あの日は、夜勤だったので寮で寝ていた。突然、強い光やドドドーンと大きなものすごい音、ガラスの割れる音などにびっくりして跳び起きた。反射的に押し入れの布団の中に逃げ込み、じっとしていた。

「何がどうなったのだろう」と思ったが、状況は分からなかった。しばらくして恐る恐る部屋を出ると、顔を真っ黒にした同僚に出くわした。食事の用意をしていたという。寮の建物は爆風でかわらが飛んだり、窓ガラスが割れるなどの被害を受けていた。寮長が「山に避難するから、布団をかぶれ」と命令。寮に居た全員は山に登り、竹やぶの中で野宿した。後で「新型爆弾が落ちた」などと聞いた。

翌日か翌々日に寮に戻ると、全身に大やけどを負った同僚がつえを突いて帰ってきた。その同僚を連れて行った田上療養所は被災者でいっぱい。医師や看護婦が不足していたのか、私たち仲間が二、三人交代で付きっきりの看護をした。看護といっても、自分たちではどうすることもできず、口に水を含ませてやることぐらいしかしてやれなかった。看護のかいもなく二、三日後に亡くなり、「悲しくて、悲しくて」みんなで泣いた。

火葬するため長崎駅前の寺まで、戸板に乗せて六、七人で運ぶことになった。
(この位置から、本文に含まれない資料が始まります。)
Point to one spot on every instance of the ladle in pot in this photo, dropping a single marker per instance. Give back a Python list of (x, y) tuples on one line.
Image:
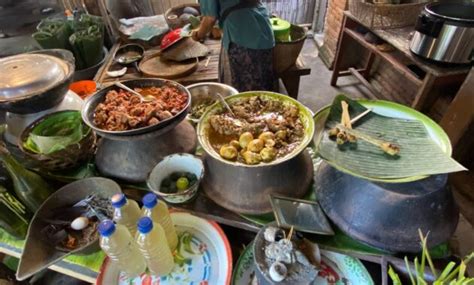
[(147, 98)]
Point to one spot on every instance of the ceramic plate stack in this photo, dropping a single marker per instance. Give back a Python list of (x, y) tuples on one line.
[(212, 263)]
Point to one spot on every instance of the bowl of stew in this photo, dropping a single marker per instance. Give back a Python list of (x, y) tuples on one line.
[(116, 112)]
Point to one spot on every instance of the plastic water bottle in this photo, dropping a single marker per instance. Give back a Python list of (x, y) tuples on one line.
[(117, 242), (158, 211), (152, 243), (127, 212)]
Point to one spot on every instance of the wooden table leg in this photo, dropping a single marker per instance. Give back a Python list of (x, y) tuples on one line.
[(368, 65), (424, 92), (292, 85), (460, 113), (339, 54)]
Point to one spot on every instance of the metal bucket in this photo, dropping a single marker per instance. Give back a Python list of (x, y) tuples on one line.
[(246, 190)]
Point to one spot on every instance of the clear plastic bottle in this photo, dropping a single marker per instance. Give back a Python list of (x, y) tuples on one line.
[(119, 245), (158, 211), (126, 212), (152, 243)]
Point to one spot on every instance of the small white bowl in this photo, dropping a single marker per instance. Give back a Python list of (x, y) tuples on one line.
[(180, 162)]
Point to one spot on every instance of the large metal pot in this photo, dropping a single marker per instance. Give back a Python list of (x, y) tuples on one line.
[(34, 82), (444, 32), (245, 188), (388, 215)]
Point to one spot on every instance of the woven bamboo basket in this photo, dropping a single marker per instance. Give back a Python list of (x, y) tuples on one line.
[(285, 54), (67, 158), (383, 16), (178, 10)]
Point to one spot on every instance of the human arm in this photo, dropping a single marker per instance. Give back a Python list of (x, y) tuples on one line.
[(207, 22)]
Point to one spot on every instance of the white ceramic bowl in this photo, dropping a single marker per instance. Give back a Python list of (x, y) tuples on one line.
[(180, 162)]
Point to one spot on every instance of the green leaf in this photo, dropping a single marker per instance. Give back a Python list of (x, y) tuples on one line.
[(410, 274), (394, 276), (56, 132), (446, 271), (419, 155)]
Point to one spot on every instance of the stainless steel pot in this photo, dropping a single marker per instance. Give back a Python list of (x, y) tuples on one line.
[(245, 188), (444, 32)]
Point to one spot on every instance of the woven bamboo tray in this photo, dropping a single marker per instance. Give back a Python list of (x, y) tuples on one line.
[(387, 16)]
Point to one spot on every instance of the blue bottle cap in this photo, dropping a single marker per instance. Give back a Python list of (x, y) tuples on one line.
[(118, 200), (106, 228), (150, 200), (145, 225)]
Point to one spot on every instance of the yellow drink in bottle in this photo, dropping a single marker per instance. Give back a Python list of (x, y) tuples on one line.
[(117, 242), (152, 243), (126, 212), (158, 211)]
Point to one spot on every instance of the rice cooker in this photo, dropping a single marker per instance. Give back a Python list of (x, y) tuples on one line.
[(444, 32)]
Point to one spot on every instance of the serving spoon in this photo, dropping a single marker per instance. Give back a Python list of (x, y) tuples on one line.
[(223, 102), (147, 98)]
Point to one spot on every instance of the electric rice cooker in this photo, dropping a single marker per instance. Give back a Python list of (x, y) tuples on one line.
[(444, 32)]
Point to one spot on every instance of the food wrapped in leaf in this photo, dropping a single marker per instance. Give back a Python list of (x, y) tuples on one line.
[(87, 46), (53, 33), (56, 133)]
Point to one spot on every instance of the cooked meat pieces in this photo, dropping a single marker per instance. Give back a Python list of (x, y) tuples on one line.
[(122, 110)]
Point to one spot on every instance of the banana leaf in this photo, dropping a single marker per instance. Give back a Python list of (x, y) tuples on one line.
[(87, 46), (56, 133), (419, 154), (53, 33)]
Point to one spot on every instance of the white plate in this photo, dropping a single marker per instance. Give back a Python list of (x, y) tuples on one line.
[(213, 265)]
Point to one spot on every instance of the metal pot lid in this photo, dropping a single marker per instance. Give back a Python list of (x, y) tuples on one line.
[(26, 75)]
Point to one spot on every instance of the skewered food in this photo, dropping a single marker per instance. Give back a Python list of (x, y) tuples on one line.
[(259, 130)]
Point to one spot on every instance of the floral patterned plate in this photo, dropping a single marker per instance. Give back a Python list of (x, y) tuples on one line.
[(337, 269), (211, 263)]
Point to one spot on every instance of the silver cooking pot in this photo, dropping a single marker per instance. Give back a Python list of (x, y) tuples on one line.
[(246, 188), (444, 32)]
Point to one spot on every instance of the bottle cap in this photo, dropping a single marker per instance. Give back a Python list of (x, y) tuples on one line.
[(106, 228), (149, 200), (118, 200), (145, 225)]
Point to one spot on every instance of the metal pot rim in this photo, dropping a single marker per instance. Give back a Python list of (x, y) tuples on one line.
[(308, 137), (429, 10)]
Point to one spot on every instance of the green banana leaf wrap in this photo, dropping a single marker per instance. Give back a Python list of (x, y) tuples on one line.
[(56, 133), (83, 37)]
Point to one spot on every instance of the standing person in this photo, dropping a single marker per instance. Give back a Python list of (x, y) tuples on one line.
[(248, 41)]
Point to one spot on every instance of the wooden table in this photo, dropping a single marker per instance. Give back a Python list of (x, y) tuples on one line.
[(76, 271), (207, 71), (432, 76)]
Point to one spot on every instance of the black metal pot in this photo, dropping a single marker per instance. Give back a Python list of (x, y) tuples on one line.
[(35, 96), (388, 215)]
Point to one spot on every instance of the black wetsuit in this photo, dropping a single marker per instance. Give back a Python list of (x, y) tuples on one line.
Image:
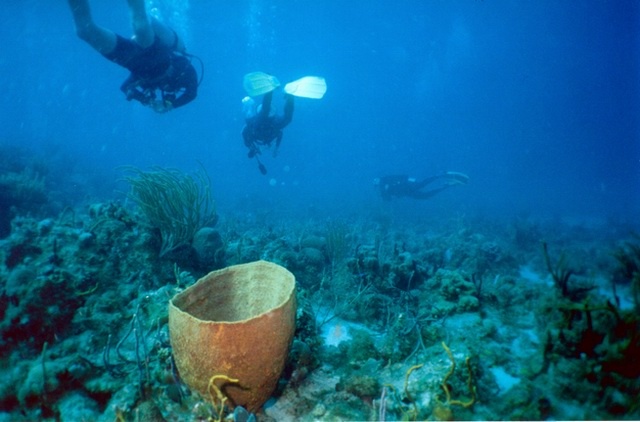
[(157, 69), (263, 129), (404, 186)]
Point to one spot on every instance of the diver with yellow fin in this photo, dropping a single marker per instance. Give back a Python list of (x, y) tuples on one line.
[(263, 125)]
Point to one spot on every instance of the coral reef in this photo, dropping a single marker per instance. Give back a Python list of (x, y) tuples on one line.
[(83, 318)]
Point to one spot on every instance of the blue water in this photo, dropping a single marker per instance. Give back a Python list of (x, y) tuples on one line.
[(537, 101)]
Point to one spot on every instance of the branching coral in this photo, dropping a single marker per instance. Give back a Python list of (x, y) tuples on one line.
[(176, 203)]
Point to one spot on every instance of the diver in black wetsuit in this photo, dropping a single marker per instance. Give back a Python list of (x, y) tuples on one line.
[(162, 77), (263, 127), (405, 186)]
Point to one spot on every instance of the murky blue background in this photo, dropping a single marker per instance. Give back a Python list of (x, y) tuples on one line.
[(537, 101)]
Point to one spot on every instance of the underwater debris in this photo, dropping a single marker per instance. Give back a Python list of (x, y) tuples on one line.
[(219, 395), (442, 410)]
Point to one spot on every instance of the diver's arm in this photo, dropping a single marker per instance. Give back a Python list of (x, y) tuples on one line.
[(278, 140), (266, 105)]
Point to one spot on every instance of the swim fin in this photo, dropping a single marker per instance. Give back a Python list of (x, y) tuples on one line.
[(457, 178), (259, 83), (307, 87)]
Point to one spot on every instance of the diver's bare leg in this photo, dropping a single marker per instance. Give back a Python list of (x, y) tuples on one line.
[(142, 30), (101, 39)]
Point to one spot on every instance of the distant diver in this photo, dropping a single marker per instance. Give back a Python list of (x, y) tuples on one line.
[(162, 76), (402, 186), (264, 126)]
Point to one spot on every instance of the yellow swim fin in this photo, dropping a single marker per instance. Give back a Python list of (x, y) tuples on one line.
[(259, 83), (307, 87)]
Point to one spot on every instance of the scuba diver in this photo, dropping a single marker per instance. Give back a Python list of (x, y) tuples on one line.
[(404, 186), (263, 126), (162, 76)]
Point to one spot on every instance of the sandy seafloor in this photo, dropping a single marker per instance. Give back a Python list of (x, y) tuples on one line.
[(84, 297)]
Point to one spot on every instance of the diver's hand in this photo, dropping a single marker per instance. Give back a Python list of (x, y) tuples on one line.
[(160, 106)]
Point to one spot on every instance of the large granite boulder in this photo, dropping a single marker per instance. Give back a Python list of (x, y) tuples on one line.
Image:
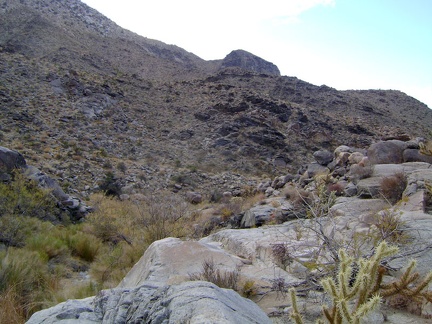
[(188, 302), (250, 62), (388, 152), (164, 262)]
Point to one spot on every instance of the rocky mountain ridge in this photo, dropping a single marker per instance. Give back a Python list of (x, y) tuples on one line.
[(268, 259), (81, 96)]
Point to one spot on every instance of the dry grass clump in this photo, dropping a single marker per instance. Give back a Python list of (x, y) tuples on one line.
[(221, 278), (297, 196)]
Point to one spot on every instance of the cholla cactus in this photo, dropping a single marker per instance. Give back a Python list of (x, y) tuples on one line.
[(356, 293)]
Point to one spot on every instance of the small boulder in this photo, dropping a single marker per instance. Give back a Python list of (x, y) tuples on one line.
[(323, 157), (256, 216), (413, 155), (194, 197), (388, 152)]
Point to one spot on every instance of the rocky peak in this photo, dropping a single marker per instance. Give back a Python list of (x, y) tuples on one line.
[(249, 61)]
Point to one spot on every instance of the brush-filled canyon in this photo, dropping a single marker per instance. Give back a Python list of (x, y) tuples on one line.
[(143, 184)]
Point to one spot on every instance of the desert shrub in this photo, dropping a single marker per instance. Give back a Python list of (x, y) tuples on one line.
[(337, 188), (110, 185), (24, 280), (426, 148), (281, 254), (163, 216), (221, 278), (248, 289), (82, 245), (11, 311), (393, 187), (48, 246), (359, 287), (298, 196), (23, 197), (121, 166), (113, 263)]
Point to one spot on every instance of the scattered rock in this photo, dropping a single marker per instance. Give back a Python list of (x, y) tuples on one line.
[(188, 302), (194, 197), (323, 157), (388, 152)]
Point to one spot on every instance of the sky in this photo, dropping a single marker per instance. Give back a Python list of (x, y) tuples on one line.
[(344, 44)]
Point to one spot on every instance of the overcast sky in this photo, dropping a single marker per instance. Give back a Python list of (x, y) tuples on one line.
[(345, 44)]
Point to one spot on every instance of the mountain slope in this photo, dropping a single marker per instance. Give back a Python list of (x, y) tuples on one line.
[(80, 95)]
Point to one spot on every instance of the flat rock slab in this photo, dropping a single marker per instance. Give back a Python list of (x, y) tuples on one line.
[(189, 302), (172, 260)]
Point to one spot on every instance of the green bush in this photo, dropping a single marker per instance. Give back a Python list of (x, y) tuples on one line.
[(25, 276)]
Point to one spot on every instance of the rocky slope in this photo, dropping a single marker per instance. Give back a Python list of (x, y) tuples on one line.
[(267, 260), (79, 95)]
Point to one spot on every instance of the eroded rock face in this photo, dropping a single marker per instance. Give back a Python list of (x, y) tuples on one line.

街は建物が倒壊、焼け野原のがれきの山で一面灰色の世界。「世の中はどうなったのだろうか」と不安だったが、頭の中は真っ白で考える余裕などなかった。

寺までの道路は灰が積もり、ズックを履いた足が異常に熱い。「アチッ、アチッ」と言いながら歩いた。寺に着くと本堂など倒壊し、境内には遺体が山積みされていた。住職は居なかったので、自分たちで板切れを集めて火をつけた。焼くのに長い時間がかかり、みんなで手を合わせて拝んだ。ショックで涙があふれ出てきた。

終戦後、佐世保に帰って来て「生きているのだ」と実感した。あの日の出来事は思いだしたくない。被爆を忘れよう忘れようと思いながら五十年以上たってしまった。今でも、風邪をひきやすいなど体の調子が悪く、苦しんでいる。(佐世保)
<私の願い>
同僚たちが大勢亡くなり、かわいそうでたまらない。忘れようと思っても忘れられない被爆体験。二度とこのような戦争があってはならないと強く願う。しかし、紛争や核実験は続いており、核兵器のない平和な世界を希望している。